Dorian sat himself on the edge of the mattress—looked the Bull over very slowly and methodically. He had so very many scars—more than one noticed, even on his chest and arms. A long one pulled down from hip to knee, healed very badly so that one could see the direction in which the blow had fallen, how it had snagged at the skin.

Dorian pulled a finger along the length of it, eyes on the Bull's face to see how he would react. There: a slight working of his throat. His face was quite still.

I wonder, Dorian thought, what you're usually like in bed.

Not this, I think.

People came to the Bull for a different sort of power game—a very physical one, Dorian assumed. Something rough, but not too rough.

Something fun.

Well, he'd promised the Bull that _this_ would be fun.

"Ex _cuse_ me," he said, in his very best Pavus voice. "I do think you might look at me. I'm very beautiful, and I require appreciation."

He flicked a finger at the Bull's hip, by way of bringing home the point.

The Bull's hand shifted on the bed beside Dorian's leg.

"But you needn't touch," he said, in the same tone.

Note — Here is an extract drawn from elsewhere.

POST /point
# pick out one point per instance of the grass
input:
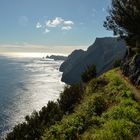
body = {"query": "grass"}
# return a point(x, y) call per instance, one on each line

The Bull's lips twitched. His eye blinked open, hazy for the first moments, quickly clearing.

"Not even gonna get naked?"

Dorian laughed. "Me? Oh, no."

"Damn," the Bull said amiably. He was grinning, finally—back with Dorian from whatever melancholy trail his mind had tried to wander off along.

 

 

 

One took one's time. That, at least, Dorian could offer. Outside, the party continued—downstairs in the taproom, likewise. Across the city, a hundred other such parties were in full swing, and certainly they wouldn't stop until dawn, if then.

The Bull's hands had curled against the sheets, nails dragging wrinkles like bow-waves across the fabric. Dorian's hands had this entire time been on the Bull—his stomach, soft fat and solid muscle—the surprisingly sharp bones of his hips—the sensitive insides of his thighs. Dorian knelt between these, drew the Bull's legs up over his own thighs, let him feel how Dorian's clothing dragged against his skin, leather and silk. 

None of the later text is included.